Thick exhaust Whitish or a Faded Blue in Colour

When your car’s head gasket blows, the engine will start to consume oil at a much faster rate because it is no longer properly or consistently transferring that oil from the cylinder to the drain valve and back. Evidence of this can usually be seen in the heavy and thick exhaust coming from the car that is whitish or a faded blue in colour. The car will probably idle at a reduced capacity as well. Again, these symptoms could be caused by other problems with the engine, however, if your car is going through oil at a faster rate there is likely a blown gasket. If your car has these symptoms, it should be brought in for a head gasket inspection.

Bubbles in the Cooling Tank

Another symptom could be exhaust gases from the combustion chamber that leak into the cooling system, where they then could end up circulating and passing into the radiator.
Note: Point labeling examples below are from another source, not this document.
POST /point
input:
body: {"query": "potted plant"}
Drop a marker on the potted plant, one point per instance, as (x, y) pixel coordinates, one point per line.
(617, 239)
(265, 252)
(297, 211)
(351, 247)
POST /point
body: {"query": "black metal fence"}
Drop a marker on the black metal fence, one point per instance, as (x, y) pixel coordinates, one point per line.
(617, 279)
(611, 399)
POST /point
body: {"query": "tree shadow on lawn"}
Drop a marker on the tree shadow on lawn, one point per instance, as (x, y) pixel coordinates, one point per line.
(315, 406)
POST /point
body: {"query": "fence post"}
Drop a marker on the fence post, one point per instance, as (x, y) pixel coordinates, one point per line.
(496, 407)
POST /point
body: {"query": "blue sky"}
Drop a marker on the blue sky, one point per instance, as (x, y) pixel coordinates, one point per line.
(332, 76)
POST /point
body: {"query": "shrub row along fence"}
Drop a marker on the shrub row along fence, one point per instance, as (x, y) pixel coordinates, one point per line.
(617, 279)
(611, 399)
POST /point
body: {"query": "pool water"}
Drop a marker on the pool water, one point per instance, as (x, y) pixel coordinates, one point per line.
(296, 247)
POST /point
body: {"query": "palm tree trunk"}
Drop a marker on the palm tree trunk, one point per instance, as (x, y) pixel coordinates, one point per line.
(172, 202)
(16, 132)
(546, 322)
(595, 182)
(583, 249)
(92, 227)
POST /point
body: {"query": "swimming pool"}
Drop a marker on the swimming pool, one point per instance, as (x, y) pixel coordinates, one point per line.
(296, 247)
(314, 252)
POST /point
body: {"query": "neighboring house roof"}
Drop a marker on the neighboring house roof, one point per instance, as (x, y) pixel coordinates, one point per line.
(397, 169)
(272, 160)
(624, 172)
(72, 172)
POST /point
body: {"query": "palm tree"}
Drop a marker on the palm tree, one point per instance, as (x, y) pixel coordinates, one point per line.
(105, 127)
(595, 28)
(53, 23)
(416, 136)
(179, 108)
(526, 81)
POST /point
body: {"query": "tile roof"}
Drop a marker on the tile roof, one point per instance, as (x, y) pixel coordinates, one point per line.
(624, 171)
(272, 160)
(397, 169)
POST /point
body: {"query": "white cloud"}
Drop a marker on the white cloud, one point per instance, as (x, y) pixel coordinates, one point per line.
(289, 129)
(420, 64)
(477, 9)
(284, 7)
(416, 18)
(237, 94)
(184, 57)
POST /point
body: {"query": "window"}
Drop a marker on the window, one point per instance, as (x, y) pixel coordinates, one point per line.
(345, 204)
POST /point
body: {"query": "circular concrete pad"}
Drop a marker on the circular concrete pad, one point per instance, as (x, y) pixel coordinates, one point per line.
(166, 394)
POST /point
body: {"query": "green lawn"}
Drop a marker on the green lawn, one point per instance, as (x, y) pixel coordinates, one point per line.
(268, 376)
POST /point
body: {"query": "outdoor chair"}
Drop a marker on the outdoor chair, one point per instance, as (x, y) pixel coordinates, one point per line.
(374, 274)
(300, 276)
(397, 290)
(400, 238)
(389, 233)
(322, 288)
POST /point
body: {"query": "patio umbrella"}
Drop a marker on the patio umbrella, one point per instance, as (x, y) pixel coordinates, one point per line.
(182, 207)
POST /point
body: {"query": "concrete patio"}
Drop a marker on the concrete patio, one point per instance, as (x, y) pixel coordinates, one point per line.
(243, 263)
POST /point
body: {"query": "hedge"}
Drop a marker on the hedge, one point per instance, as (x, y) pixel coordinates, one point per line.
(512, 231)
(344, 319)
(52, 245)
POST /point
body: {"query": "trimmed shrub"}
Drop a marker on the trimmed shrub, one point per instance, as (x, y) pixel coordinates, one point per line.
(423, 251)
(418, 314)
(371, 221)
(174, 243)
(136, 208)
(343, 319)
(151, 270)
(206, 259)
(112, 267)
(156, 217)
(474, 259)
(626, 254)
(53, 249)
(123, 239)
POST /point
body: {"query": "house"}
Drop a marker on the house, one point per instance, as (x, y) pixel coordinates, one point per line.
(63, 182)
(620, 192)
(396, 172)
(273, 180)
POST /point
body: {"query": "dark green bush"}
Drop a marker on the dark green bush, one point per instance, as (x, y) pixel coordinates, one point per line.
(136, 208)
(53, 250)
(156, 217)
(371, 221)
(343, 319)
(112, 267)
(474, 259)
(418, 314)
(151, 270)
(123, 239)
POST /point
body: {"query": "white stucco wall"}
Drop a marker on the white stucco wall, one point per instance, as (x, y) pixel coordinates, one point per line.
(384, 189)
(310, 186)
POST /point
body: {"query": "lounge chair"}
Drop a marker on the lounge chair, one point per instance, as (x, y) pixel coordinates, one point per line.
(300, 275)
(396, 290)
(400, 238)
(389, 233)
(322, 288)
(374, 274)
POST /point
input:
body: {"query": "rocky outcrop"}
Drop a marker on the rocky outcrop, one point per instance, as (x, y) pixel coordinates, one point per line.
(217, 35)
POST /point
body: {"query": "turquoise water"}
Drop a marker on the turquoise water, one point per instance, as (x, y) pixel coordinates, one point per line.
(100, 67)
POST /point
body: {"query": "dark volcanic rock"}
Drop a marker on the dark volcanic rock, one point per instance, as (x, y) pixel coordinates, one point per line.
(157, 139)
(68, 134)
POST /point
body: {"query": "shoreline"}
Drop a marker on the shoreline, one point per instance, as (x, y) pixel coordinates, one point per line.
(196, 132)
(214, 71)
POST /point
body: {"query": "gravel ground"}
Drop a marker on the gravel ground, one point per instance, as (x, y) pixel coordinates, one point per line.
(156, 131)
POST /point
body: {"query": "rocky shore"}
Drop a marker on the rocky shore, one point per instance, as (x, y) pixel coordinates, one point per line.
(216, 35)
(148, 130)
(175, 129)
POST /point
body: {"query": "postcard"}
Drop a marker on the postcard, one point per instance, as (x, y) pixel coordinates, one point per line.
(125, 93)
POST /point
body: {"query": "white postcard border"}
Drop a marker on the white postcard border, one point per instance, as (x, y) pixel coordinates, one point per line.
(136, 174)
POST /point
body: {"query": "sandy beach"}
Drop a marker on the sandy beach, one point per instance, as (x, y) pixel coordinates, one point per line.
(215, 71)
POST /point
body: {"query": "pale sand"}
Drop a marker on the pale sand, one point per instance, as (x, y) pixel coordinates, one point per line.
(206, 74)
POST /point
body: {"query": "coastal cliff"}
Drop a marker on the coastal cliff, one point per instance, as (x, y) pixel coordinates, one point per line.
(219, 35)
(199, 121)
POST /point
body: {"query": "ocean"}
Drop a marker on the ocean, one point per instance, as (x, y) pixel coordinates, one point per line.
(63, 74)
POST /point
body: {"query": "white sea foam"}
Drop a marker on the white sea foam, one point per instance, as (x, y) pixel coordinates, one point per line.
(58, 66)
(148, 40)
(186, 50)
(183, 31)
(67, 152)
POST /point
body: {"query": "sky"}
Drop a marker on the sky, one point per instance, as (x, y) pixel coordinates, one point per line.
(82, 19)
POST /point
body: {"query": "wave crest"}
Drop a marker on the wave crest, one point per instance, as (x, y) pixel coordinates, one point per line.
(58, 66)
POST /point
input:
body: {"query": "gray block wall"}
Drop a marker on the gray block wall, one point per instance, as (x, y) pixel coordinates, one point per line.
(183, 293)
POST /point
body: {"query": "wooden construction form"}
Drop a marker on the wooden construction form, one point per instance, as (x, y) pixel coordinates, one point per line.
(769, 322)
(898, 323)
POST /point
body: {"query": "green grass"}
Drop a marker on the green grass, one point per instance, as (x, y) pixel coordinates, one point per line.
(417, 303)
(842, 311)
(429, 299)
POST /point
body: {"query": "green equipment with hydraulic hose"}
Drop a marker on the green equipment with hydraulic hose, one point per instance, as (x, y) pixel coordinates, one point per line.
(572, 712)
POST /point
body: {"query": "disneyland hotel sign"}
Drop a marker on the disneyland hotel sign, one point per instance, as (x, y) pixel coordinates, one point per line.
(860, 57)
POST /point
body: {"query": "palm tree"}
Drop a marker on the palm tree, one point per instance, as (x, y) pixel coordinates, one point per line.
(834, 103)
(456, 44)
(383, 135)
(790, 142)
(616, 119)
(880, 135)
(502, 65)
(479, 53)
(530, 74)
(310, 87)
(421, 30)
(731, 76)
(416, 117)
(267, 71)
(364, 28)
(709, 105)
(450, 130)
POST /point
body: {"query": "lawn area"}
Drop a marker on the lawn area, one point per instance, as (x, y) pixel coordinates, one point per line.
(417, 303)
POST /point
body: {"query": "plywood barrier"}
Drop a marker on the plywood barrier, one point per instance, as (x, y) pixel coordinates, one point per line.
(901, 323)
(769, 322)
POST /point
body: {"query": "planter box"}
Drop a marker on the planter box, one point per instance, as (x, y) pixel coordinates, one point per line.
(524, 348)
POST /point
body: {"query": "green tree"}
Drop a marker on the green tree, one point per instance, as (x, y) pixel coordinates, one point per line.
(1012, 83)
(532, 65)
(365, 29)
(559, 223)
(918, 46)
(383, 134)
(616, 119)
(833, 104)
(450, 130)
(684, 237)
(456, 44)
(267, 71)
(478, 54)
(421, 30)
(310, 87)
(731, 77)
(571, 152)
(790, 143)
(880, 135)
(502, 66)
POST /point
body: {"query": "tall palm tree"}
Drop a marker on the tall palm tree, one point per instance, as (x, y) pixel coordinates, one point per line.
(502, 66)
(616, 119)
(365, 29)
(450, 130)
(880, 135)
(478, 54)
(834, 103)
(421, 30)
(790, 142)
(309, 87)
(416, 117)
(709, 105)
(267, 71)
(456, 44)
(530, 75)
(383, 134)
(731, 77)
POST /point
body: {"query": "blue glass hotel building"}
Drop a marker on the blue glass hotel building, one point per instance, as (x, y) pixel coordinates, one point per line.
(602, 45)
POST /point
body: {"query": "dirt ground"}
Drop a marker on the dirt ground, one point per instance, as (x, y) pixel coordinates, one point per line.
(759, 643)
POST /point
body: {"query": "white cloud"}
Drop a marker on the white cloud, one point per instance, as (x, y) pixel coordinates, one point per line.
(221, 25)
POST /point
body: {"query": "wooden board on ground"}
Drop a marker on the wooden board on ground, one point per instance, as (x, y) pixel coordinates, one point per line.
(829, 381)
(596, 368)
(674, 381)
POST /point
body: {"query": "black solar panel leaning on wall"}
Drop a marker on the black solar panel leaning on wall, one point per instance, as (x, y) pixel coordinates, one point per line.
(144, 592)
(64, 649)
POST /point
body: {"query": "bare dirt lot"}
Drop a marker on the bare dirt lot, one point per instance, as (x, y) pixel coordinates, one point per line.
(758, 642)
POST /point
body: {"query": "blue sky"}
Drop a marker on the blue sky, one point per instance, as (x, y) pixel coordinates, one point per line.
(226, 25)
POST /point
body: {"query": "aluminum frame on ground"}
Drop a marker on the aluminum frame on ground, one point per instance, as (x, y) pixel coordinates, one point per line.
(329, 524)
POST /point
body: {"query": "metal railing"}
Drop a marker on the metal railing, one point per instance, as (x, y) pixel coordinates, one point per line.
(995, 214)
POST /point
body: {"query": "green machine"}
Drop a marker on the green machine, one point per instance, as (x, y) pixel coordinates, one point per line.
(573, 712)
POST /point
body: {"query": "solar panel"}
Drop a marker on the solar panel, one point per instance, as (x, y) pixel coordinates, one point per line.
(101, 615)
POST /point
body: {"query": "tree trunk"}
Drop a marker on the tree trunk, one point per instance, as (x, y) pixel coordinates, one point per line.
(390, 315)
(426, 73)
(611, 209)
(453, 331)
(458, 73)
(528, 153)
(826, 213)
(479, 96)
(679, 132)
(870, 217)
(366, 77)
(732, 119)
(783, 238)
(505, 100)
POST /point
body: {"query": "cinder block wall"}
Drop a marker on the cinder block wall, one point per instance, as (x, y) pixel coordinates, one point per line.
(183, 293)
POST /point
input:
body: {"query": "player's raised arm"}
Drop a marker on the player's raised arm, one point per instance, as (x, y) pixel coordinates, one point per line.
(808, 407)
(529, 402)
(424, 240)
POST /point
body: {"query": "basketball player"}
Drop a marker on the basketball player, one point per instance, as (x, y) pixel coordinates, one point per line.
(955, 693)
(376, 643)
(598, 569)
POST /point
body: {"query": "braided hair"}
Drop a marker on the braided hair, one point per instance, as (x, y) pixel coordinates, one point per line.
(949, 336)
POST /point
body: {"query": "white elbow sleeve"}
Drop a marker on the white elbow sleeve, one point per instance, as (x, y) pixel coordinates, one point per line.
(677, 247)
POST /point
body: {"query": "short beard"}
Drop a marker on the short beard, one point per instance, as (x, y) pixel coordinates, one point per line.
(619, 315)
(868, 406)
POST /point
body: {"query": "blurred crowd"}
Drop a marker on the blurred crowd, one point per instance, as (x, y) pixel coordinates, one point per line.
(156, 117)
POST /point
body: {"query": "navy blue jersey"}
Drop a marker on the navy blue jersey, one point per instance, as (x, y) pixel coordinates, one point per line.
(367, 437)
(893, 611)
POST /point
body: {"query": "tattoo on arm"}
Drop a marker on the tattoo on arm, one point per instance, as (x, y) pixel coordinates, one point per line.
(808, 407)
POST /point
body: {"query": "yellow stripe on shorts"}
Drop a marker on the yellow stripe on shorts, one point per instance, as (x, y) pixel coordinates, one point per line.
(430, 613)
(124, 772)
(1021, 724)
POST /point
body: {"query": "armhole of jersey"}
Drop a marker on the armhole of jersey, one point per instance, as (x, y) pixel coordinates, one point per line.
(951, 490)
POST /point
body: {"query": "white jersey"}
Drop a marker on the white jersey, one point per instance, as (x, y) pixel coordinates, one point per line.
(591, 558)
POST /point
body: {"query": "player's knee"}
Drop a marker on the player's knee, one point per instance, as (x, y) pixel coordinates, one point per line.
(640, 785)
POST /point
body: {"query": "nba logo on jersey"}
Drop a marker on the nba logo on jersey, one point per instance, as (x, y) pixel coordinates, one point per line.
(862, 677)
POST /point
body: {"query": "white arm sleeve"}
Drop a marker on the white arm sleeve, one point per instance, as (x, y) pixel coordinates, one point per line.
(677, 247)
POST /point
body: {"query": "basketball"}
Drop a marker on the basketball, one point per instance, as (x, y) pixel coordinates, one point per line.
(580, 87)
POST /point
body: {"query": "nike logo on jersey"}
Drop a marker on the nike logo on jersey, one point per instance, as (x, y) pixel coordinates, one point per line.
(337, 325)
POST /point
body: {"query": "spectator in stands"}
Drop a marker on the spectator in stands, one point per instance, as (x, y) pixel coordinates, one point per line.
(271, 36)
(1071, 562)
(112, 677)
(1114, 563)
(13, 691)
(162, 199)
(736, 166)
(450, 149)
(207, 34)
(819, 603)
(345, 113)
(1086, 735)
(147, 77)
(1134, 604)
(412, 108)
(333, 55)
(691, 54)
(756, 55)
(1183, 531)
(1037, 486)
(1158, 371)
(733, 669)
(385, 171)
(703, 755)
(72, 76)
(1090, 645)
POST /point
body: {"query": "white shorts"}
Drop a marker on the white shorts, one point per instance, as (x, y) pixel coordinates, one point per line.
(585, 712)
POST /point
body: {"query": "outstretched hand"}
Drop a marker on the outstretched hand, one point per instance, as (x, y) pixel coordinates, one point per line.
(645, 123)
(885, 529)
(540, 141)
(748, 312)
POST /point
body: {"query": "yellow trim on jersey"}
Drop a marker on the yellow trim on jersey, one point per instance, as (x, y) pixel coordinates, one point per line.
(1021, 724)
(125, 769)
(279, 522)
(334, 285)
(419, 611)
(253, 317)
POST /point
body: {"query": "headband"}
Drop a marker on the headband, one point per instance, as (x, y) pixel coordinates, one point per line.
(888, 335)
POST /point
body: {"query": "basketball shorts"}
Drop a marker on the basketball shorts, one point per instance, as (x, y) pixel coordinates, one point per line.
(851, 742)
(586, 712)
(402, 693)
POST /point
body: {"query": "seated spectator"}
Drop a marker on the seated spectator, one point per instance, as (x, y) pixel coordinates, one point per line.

You should be able to see evidence of any leakage in the cooling tank, which will likely be full of bubbles. This is caused by a loss of pressurization in the cooling system which is supposed to remain fully pressurized while the engine is operating and heating due to friction and movement of its parts and the combustion of the fuel.

The Risks of Waiting to Repair

If you have more than one or all of these visual signs, do not drive your car unless you have to. If you continue to drive your car with a blown gasket then you risk damaging the engine further as the increase in heat can warp the parts connected to the gasket or cause even more problems because of leaked fluids and/or eroded parts. Unless you want to pay a higher repair bill, or worse, have to replace the gasket or even the entire engine, then be sure to get the car inspected by a certified technician or mechanic before anything else.

How Much Does a Head Gasket Repair Cost?

The cost to repair a head gasket can vary depending on the year, make, and model of the car as well as the type of repairs that need to be completed. Generally, however, the repair or replacement costs for gaskets and cylinder heads in recent cars are expensive, ranging anywhere between $1,200 and $2,000. Again, the cost of repair or replacement varies by age, make, and model so it is worth your time to call around your local auto repair shops to get an estimate before making any final decisions.

The cost of repair or replacement of head gaskets in older cars can be more expensive because the parts might not be readily available, and the amount of time needed to do the work. Depending on the age and condition of your car, the cost of repairing or replacing the head gasket might be more than the value of the car itself so it is probably a good idea to think about whether it is worth it to do the repairs. In fact, many insurance providers will not cover the cost of a head gasket replacement if it is caused by regular wear and tear or if the repair costs are more than the value of the car, so you may have to think about scraping the car if this is the case.  Bottom line: Do not wait to fix this critical repair.